Бешеное сердцебиение, разгонявшее кровь. Красные щёки от лёгкого смущения. И костёр, вырисовавшийся в воображении, но появившийся между нами, обогревающий нас от холода.
Долго смотреть на существо показалось очень смущающим. Если бы меня увидели, заметили расширившиеся зрачки.
Мужчина и женщина. Наедине.
Окутаны грустью и грядущими метелями.
– Мне бы хотелось, чтобы ты запомнил этот момент. Возможно, скоро метель нас разлучит, поэтому запомни. Конечно, ты не узнаешь то, что скажу, но зато можешь прочувствовать. Можно посчитать это прощанием. Пускай так. А лучше посчитай это разговором, лёгким, ничем не принуждающим. Нас пока никто не торопит. Мы можем выговориться, – мысли перескакивали на другую. Дыхание сбивалось от внезапно набросившегося волнения. А он сидел, думал в мою сторону и как всегда ничего не понимал. – Сначала мне нужно поблагодарить тебя за заботу.
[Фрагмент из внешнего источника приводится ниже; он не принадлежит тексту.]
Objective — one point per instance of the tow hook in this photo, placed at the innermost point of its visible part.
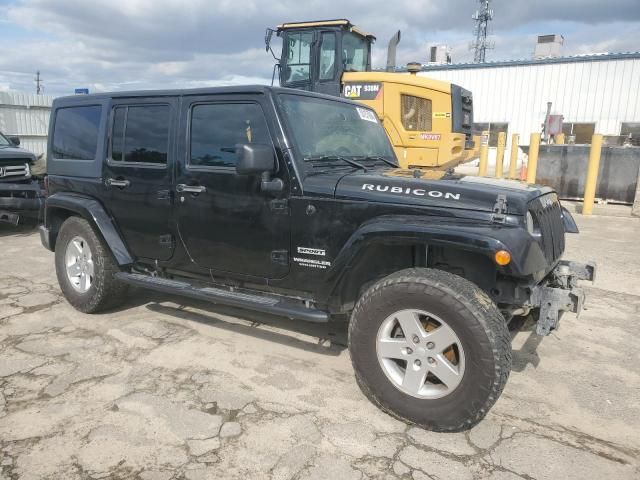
(560, 293)
(500, 209)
Сказать, что всё было не зря, что ты становишься сильней и скоро заговоришь. Затем стоит смотреть в одно направление и говорить ни о чём. Это очень приятно. Можно представить на этом небе звёзды, представить истории про луну. У меня их очень много, – говорила неторопливо, берегла горло, ведь знала о долгом монологе, что может утопить даже внимательного и интересующегося слушателя. И вот, глядя на него, поглядывая на светило, жмурясь от воспоминаний, продолжала разговор. – Раньше любила наблюдать за ней, засыпать под её светом, воображать, что на её поверхности живут народы, скрывающуюся за специальным биополем и при этом обладающие волшебной силой. А ещё я всегда, когда проходила мимо мест, где была изображена луна, всегда останавливалась и мечтала о ней. Не удивительно, что почти все украшения в виде луны. У меня очень сильная связь с этим спутником, к сожалению, или, к счастью, по сравнению с тобой. Раньше вообще считала, что именно она дарует мне сны в жанре ужасы, в них всегда было много жестокости и завораживающей красоты.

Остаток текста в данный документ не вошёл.